Eight Ways to Create Three-Dimensional Characters

One of the keys to a great novel, play, or screenplay is in its characters. When readers can empathize with your characters and imagine themselves walking in their shoes, your story will resonate with them more than if they view your characters as flat and uninteresting, without motivation or depth. For this reason, it’s important to take the time to create rounded three-dimensional characters that your readers will want to spend time with again and again. Here are eight ways you can make that happen!


Design their backstory

Backstories can come in all shapes and sizes, but you’ll want to develop some sort of origin story for your character. How did they get from there (wherever there is) to here? Answering that question will help you understand who your character is at their core. Write down everything you know about them, including physical traits, personality quirks, and any special skills they might have. Your characters might feel real enough as soon as you write their name on a piece of paper, but it doesn’t hurt to fill out their background details a little more before putting pen to paper again.


Give them a few goals

One of your character’s biggest challenges will be achieving a few goals in order to move on in life. It could be as simple as raising his or her GPA, winning over a love interest, and saving enough money for a down payment on a house. Make sure your character has specific goals and wants or needs so that you can track their growth and development throughout your story. For example, if it’s one thing your main character would like, that would make it easier for you—and your readers—to cheer him/her on when they achieve said goal later in the story. While you don’t need a large number of goals for each character, three solid ones should suffice.


Give them real flaws

Your protagonist isn’t perfect; nobody is. It's not realistic, it's boring. Make sure your characters have real flaws, ones that will make them relatable and prevent readers from seeing them as superheroes. A good flaw can also serve as a source of tension for your story—it’s always better when something is at stake, even if that something is one of your characters' personality traits.


Give them realistic strengths

Every character has unique strengths, weaknesses, and quirks. However, in our rush to portray characters as well-rounded, we sometimes give them unrealistically high levels of skill. Just like in real life, characters shouldn't be all things at once. In fiction writing, it's important for each character to have a unique role within their world. A jack of all trades personality might seem realistic but it will also make your story predictable and less engaging. Make sure that each of your characters has at least one aspect about them that makes them stand out from others.


Make them relatable, but not perfect

As humans, we often gravitate toward protagonists who remind us of ourselves—and when you're writing a story, there's nothing wrong with that. But it's also important not to make your characters one-dimensional stereotypes. Think about what makes a person human: emotions, dreams, struggles, flaws, and shortcomings. Think about how readers feel when they read Harry Potter or Katniss Everdeen—it's because they can relate to them even if those characters are in completely different worlds from their own. Without relatable characters, your story will lose traction with readers and won't have much emotional impact.

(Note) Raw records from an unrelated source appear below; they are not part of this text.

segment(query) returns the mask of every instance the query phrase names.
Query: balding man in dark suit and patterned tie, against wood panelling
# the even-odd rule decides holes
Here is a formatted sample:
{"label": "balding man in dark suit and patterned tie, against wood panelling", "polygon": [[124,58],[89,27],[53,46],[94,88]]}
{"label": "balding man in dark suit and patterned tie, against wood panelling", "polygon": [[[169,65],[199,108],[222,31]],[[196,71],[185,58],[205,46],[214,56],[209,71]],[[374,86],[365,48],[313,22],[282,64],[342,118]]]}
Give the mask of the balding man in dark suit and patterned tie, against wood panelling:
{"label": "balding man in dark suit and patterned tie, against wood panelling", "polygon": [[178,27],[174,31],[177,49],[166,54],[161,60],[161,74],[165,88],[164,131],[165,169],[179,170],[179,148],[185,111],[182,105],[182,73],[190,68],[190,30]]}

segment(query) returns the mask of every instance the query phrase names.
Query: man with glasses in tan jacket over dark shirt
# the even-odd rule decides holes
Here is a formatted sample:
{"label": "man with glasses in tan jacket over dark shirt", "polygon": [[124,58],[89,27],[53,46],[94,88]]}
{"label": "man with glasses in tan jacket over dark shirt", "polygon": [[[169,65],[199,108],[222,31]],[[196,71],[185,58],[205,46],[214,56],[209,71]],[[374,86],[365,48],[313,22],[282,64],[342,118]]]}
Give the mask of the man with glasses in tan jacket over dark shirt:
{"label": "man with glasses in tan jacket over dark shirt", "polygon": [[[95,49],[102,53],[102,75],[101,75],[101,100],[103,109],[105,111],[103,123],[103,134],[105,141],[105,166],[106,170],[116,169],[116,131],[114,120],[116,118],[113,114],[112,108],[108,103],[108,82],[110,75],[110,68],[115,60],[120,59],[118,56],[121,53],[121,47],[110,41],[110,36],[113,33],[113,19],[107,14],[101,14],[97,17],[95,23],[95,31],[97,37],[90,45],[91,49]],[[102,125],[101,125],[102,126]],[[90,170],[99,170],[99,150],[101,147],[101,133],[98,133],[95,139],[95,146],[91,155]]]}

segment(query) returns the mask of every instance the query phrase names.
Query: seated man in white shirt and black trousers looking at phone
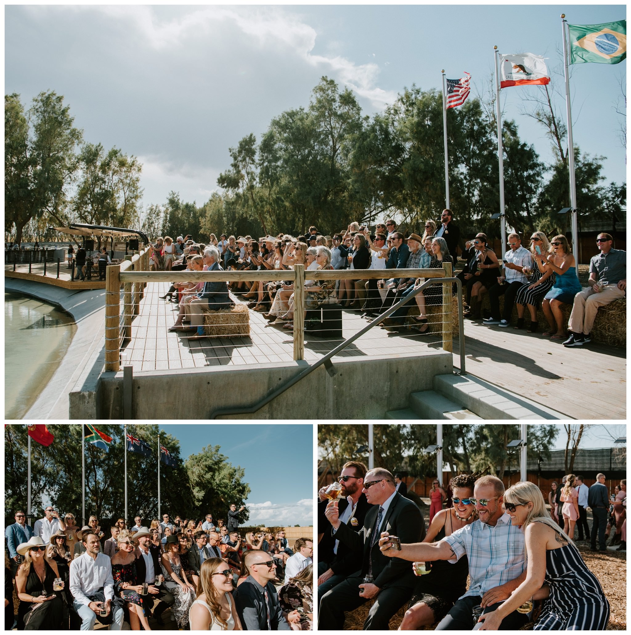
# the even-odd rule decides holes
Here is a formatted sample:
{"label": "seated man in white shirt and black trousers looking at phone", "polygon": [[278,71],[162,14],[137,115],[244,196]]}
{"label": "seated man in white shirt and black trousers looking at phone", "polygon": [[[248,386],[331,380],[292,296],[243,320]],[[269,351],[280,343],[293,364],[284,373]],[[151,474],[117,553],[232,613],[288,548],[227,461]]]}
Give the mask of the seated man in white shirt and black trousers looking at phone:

Avoid stereotypes when writing your characters

Stereotypes are usually what we think of when we think about flat characters. There’s nothing wrong with making a stereotyped part of your character’s personality, but it’s important that you don’t simply leave it at that and stop there. Otherwise, you end up with an essentially two-dimensional character who doesn’t seem real enough for your readers to care about him or her. Make sure that your characters have distinguishing qualities, and make sure they change in a realistic way throughout your story so they come across as dynamic. To help with their development, ask yourself questions such as: Who am I? Why do I act as I do? Where am I going? What is my goal in life? What makes me feel good about myself?

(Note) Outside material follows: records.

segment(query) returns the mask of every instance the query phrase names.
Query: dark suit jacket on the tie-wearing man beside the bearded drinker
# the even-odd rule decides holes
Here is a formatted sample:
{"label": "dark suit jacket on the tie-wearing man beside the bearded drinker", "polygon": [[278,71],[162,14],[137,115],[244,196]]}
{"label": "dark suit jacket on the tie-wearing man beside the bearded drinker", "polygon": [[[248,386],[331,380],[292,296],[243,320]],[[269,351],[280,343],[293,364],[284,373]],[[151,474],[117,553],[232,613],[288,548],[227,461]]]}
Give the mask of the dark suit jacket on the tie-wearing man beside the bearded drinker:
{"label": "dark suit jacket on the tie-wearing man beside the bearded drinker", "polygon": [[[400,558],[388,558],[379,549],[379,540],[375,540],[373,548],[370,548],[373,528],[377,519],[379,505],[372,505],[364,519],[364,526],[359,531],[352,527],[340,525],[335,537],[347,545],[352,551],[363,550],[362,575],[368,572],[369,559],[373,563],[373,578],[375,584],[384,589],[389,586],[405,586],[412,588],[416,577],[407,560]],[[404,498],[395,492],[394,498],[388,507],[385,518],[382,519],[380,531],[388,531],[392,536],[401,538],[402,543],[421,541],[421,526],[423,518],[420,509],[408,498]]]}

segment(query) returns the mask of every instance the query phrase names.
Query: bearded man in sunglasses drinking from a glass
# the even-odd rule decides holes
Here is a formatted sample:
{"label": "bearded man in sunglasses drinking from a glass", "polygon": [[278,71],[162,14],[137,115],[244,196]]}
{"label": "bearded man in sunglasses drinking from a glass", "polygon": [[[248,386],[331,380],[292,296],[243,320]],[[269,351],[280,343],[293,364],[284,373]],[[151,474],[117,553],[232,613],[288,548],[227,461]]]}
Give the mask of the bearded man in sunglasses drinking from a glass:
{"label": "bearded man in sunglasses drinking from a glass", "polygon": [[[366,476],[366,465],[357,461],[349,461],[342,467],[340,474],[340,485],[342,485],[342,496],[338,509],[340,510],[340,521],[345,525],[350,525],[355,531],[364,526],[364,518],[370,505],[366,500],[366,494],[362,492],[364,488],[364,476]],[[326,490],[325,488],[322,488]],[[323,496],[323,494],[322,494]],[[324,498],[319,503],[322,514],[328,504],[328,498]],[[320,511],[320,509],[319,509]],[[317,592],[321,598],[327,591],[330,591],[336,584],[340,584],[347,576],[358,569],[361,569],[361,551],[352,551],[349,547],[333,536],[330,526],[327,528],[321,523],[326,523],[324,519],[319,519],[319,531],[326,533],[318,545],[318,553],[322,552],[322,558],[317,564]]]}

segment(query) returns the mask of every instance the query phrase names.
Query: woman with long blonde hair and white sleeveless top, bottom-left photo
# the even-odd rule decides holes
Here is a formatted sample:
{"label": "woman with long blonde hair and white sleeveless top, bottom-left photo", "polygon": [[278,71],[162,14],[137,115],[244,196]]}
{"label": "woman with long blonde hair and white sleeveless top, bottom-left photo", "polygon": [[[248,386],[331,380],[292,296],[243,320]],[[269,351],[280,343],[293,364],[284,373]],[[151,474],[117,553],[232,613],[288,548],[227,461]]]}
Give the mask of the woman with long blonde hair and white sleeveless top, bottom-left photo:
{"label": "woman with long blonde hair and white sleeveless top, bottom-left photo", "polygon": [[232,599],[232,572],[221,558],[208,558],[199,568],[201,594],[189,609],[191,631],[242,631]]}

Be consistent with your characters

The easiest way to make your characters feel three-dimensional is through consistency. Make sure that, in every scene or page, your character has a consistent personality, motivation, and thought process. Do not switch these things up from one page or scene to another. If you’re writing a mystery novel and your main character is introduced as thoughtful and contemplative with a love of music, do not have him burst into song on page 10 if he has been serious and quiet in all previous scenes—unless there is a good reason for it. No matter what kind of story you are telling, be sure that the characters' personalities remain true throughout. This will help readers identify and relate with them more easily than if they behave inconsistently.

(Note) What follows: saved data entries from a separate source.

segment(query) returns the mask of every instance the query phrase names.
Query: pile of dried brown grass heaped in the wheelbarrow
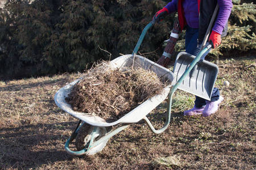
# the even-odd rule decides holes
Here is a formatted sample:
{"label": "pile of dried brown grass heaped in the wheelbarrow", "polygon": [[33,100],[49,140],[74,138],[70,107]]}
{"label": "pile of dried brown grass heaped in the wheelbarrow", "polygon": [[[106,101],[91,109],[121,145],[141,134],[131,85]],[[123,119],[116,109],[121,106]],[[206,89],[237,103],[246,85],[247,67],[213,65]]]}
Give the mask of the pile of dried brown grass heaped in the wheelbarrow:
{"label": "pile of dried brown grass heaped in the wheelbarrow", "polygon": [[66,99],[74,111],[115,121],[148,98],[160,94],[164,83],[141,67],[112,69],[102,62],[85,73]]}

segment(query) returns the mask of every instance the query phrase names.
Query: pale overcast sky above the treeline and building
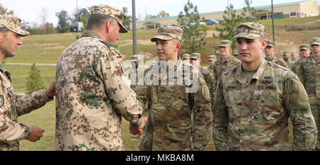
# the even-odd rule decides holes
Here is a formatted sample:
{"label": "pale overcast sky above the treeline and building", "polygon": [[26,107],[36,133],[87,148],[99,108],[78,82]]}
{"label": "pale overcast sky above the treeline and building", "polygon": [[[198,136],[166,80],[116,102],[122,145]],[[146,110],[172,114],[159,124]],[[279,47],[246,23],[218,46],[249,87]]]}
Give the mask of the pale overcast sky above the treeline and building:
{"label": "pale overcast sky above the treeline and building", "polygon": [[[292,1],[301,0],[274,0],[273,3],[282,4]],[[156,15],[161,10],[169,13],[170,16],[178,16],[187,2],[188,0],[136,0],[136,16],[144,19],[146,13]],[[199,13],[224,11],[228,6],[227,0],[191,0],[191,2],[198,6]],[[55,13],[65,10],[71,15],[75,12],[77,0],[0,0],[0,4],[13,10],[16,16],[29,23],[40,24],[41,13],[46,11],[47,22],[57,25],[58,18]],[[106,4],[119,9],[125,6],[129,9],[129,15],[132,15],[132,0],[78,0],[78,8],[87,8],[94,4]],[[229,4],[233,4],[234,8],[242,8],[245,1],[229,0]],[[270,4],[271,0],[252,0],[252,6]]]}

Let your reader connect with your characters

People want to read about people. If your characters are one-dimensional, it’s going to be hard for readers to feel any sort of attachment or affinity for them. Even if you’re writing an action thriller and that character is supposed to be a cold-blooded killer, give them some humanity and allow readers a chance to relate with them on some level. People want connection; people want empathy; so give your characters some dimensions (and let your readers see themselves in your characters) or risk losing their interest very quickly.